El amor no es en primer lugar un sentimiento, sino un mandamiento que requiere acción. Es una actitud de obediencia a Dios que se manifiesta en el buen trato de otras personas. “El amor es sufrido, es benigno; el amor no tiene envidia, el amor no es jactancioso, no se envanece; no hace nada indebido, no busca lo suyo, no se irrita, no guarda rencor; no se goza de la injusticia, mas se goza de la verdad. Todo lo sufre, todo lo cree, todo lo espera, todo lo soporta. El amor nunca deja de ser” (1 Cor. 13:4). Esta es una descripción de cómo hemos de tratar a los demás, aunque no se lo merecen. Incluye al marido, a los de la iglesia, a los vecinos y a los enemigos. Vivimos amando de esta manera en obediencia a Dios. “Andar en amor” significa que lo que nos caracteriza como creyentes en Jesús es un tratamiento bondadoso hacia todo el mundo.

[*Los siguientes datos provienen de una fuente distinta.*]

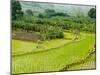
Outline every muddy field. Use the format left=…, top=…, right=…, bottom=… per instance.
left=12, top=32, right=40, bottom=42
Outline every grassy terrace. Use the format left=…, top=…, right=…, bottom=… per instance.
left=12, top=34, right=95, bottom=73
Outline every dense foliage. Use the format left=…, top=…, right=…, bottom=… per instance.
left=11, top=0, right=23, bottom=20
left=88, top=8, right=96, bottom=18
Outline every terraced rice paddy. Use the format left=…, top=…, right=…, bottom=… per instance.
left=12, top=33, right=95, bottom=74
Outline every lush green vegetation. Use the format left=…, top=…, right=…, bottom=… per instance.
left=12, top=35, right=95, bottom=73
left=12, top=0, right=96, bottom=74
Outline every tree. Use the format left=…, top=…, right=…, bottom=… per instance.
left=26, top=9, right=33, bottom=16
left=11, top=0, right=23, bottom=20
left=88, top=8, right=96, bottom=18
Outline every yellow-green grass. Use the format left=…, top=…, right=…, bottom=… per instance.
left=67, top=53, right=96, bottom=70
left=63, top=32, right=74, bottom=39
left=12, top=34, right=95, bottom=74
left=12, top=39, right=71, bottom=55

Amar es ser obediente a la Palabra de Dios. No podemos considerarnos hijos obedientes si no vivimos una vida de amor. En el Antiguo Testamento tenemos los Diez Mandamientos; en el Nuevo tenemos solo uno: amar. Amamos porque la Palabra lo dice. Jesús dijo: “Este es mi mandamiento: Que os améis unos a otros, como yo os he amado. Nadie tiene mayor amor que este, que uno ponga su vida por sus amigos” (Juan 15:12, 13). Poner la vida por el otro es ser sufrido con él, ser benigno, no buscar tus intereses, no irritar al otro, no guardar rencor por lo que te hace, ser paciente, sufrir lo que tengas que sufrir, soportándolo todo sin dejar de amarle. Esto se aplica a la relación con el marido, el pastor, el jefe del trabajo, un hijo rebelde, un familiar difícil, una persona enferma o una persona complicada. Amar es la milagrosa respuesta del Espíritu Santo en nosotros frente a los que humanamente no podemos soportar.
Amar es lo que Cristo hizo. Amar es no dejarnos llevar por los sentimientos, sino por obediencia a Dios en el poder de su Espíritu. Es hacer el bien cuando no nos apetece, aun cuando el otro no nos ama y no responde: “Aun me gastaré del todo por amor de vuestras almas, aunque amándoos más, sea amado menos” (2 Cor. 12:15). Amamos con amor no fingido, amor genuino. Amar no es una opción; es un mandamiento del Señor. La actitud del creyentes es: “Te amo y quiero lo mejor para ti. Me dejo llenar por el amor de Dios y con este amor te amo”.
“Nosotros sabemos que hemos pasado de muerte a vida, en que amamos a los hermanos. El que no ama a su hermano, permanece en muerte. Todo aquel que aborrece a su hermano es homicida, sabéis que ningún homicida tiene vida eterna permanente en él. En esto hemos conocido el amor, en que él puso su vida por nosotros; también nosotros debemos poner nuestras vidas por los hermanos. Pero el que tiene bienes de este mundo y ve a su hermanos tener necesidad, y cierra contra él su corazón, ¿cómo mora el amor de Dios en él?” (1 Juan 3:14-19). Hemos de perfeccionar el amor, amándonos. Hemos de interesarnos en el otro y ayudarle en sus necesidades. Como creyentes, lo que hemos de hacer es no discutir, sino amar y prestar amor al otro. Hemos de averiguar lo que podemos hacer para él y hacerlo, olvidándonos de nosotros mismos. Esto es amar.